Bobocast - Episode 30 : Orelsan


Orelsan, bobo ? Le rappeur qui chantait Sale Pute ? Un mec qui énerve Ségolène Royal ne peut pas être foncièrement mauvais, mais quand Frédéric Mitterrand s’est mis à prendre sa défense, on s’est posé des questions. Le plus simple était d’écouter son nouvel album, Le Chant des Sirènes, et là, bam. On découvre un rappeur assez surprenant de maturité, lucide sur son évolution, qui se fait peu à peu “bouffer par le système”. Le Chant des Sirènes, Plus rien ne m’étonne ou Suicide Social tournent en boucle dans nos iPhone.
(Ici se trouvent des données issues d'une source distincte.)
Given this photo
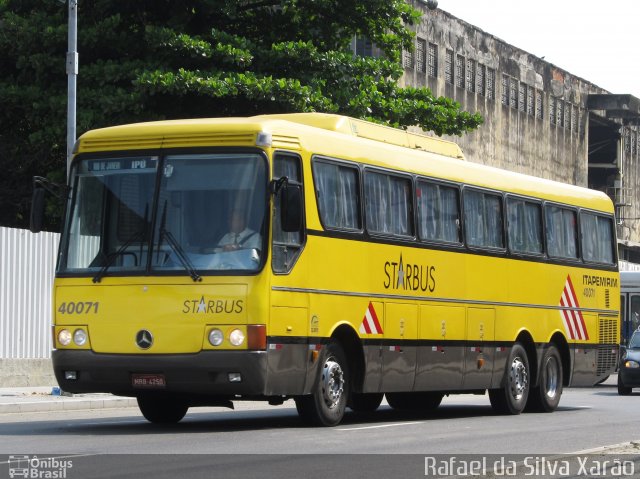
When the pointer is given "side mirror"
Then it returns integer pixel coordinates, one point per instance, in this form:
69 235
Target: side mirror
36 217
291 207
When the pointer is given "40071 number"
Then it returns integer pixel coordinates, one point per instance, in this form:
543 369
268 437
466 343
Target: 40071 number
79 307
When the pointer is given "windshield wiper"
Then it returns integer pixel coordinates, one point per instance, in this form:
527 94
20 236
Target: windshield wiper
175 246
137 236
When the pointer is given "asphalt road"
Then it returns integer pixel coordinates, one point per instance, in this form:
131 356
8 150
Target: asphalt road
256 438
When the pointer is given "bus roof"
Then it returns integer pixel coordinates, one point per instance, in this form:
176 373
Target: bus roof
344 138
629 279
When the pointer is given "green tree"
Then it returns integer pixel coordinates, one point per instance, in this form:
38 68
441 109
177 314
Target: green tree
157 59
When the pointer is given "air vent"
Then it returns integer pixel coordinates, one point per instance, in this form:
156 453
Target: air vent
606 361
608 331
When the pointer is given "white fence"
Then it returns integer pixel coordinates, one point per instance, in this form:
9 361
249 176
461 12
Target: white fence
27 264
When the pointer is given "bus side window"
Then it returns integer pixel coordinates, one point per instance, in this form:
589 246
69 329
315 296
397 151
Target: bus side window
287 246
561 232
634 313
525 226
597 238
483 219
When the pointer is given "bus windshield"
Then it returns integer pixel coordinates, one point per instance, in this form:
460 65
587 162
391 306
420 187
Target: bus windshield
207 215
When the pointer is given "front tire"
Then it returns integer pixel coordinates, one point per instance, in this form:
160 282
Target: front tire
162 409
512 397
326 405
622 389
546 396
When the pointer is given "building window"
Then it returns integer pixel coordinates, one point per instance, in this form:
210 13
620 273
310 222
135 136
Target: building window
459 71
432 60
530 100
559 112
513 93
491 84
480 78
363 47
407 59
539 108
471 75
505 90
421 55
566 122
522 96
627 141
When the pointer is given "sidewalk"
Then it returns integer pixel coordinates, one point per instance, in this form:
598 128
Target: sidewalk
44 399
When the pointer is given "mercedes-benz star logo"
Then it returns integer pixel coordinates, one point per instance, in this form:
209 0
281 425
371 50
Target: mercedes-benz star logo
144 339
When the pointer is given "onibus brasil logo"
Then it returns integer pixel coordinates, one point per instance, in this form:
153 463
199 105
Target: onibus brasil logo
40 468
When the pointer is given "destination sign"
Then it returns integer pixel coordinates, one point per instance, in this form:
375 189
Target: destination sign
120 164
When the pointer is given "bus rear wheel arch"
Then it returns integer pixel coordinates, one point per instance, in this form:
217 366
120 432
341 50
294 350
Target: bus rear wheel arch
545 397
326 404
162 409
512 397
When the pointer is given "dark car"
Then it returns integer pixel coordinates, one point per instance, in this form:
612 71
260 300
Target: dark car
629 372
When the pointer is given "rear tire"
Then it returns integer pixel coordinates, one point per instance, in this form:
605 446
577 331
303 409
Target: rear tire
546 396
326 405
512 397
365 402
416 401
162 409
622 389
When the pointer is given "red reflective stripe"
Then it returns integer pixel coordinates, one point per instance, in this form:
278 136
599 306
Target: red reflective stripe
374 317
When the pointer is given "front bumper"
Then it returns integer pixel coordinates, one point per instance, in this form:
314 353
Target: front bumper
205 373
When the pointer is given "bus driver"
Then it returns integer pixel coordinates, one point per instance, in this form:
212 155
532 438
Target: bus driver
239 235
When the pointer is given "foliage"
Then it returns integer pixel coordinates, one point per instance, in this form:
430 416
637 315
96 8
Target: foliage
158 59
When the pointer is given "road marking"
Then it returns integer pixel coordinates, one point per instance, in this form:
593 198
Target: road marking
379 426
627 447
107 422
73 456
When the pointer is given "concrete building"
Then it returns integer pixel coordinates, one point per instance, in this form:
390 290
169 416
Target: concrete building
538 118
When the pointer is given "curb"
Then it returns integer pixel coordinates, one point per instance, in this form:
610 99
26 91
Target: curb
67 404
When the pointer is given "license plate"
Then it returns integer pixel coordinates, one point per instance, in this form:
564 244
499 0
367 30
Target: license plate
148 381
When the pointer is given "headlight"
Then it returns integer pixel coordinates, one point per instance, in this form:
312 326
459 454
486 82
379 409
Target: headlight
236 337
80 337
64 337
216 337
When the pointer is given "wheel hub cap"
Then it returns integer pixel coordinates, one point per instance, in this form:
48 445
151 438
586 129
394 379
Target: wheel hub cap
519 378
332 383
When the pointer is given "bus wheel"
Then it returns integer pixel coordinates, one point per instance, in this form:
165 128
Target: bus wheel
622 389
365 402
512 398
162 409
546 396
417 401
326 404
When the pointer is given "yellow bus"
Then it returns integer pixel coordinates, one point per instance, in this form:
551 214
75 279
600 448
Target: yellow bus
325 259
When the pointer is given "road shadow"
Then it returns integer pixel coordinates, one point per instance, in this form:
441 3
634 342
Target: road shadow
199 420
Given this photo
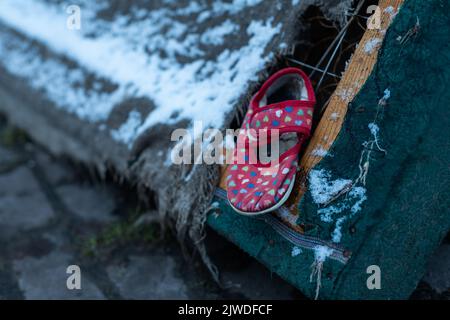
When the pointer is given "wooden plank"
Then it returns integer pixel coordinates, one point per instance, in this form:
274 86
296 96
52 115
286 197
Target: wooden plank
356 74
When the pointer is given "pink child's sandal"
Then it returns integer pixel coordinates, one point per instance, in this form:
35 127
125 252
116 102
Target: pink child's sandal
285 102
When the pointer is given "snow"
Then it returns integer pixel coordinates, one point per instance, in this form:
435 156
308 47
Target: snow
127 56
374 129
336 235
321 253
371 45
215 36
127 131
322 188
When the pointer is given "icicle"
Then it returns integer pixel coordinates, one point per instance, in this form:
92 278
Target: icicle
320 255
316 269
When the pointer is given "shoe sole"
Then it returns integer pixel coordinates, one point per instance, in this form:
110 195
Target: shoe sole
273 208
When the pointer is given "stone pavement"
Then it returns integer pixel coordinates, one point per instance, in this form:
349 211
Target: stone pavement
54 214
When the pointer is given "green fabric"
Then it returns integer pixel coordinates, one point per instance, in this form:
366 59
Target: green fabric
406 213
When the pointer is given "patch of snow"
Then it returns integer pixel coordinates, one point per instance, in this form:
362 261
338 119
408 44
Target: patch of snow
215 36
336 236
296 251
371 45
321 253
64 86
127 131
321 186
128 56
346 94
286 215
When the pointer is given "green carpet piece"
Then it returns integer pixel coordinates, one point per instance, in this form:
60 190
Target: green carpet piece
401 214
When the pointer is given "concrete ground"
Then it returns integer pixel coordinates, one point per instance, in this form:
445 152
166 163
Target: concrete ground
54 214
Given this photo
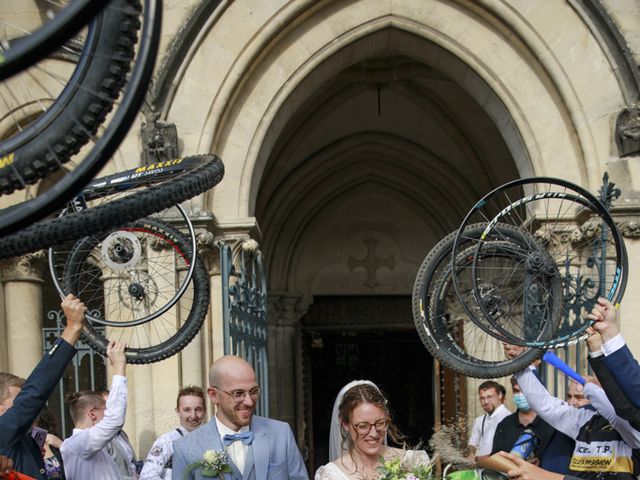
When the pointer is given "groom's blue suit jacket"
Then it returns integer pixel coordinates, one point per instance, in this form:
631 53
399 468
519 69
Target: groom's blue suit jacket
626 371
274 451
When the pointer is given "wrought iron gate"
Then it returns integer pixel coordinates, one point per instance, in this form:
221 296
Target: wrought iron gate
244 303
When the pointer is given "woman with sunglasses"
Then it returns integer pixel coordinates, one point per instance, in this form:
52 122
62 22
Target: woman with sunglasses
360 425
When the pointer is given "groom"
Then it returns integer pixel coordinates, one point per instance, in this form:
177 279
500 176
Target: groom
258 448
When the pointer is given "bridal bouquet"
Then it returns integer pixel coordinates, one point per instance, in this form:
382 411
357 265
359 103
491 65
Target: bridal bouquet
213 464
397 469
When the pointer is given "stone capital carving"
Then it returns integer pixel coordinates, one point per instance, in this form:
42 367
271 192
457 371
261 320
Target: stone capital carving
629 229
159 140
28 268
285 310
628 130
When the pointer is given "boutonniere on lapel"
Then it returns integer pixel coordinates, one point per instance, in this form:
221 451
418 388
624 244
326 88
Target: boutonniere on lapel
213 464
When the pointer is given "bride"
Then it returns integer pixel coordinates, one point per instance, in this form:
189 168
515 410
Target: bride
360 424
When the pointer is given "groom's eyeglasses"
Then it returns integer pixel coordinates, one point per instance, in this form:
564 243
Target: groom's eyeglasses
363 428
238 396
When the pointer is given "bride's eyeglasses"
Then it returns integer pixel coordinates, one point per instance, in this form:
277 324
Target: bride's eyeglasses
363 428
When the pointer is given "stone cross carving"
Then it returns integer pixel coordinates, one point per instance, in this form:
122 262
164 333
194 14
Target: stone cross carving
371 263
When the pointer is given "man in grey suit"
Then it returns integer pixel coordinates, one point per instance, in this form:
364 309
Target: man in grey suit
258 448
Pourtant, on prend cher dans cette chanson : “Adieu tous ces gens prétentieux dans la capitale qui essayent de prouver qu’ils veulent mieux que toi chaque fois qu’ils te parlent (…) Ces Parisiens jamais contents, médisants, faussement cultivés, à peine intelligents, ces répliquants qui pensent avoir le monopole du bon goût qui regardent la Province d’un oeil méprisant”. Un portrait dans lequel plus d’un bobo peut se reconnaître…

Pourtant, Orelsan ne déteste pas les bobos et nous avoue que le terme n’est “pas si péjoratif pour lui”. Même s’il se définit encore plus comme un beauf-bohême qui aime aussi bien le PMU que Chez Moune, il avoue sa propre boboïsation en cours, lors du tournage de ce bobocast… à l’Hôtel Amour, un lieu choisi par son attachée de presse (elle-même très bobo, soit dit en passant), et nuance “je crois bien que ma maison de disque aimerait bien me rendre plus bobo que je ne suis vraiment…” Orelsan, bobo ? A suivre.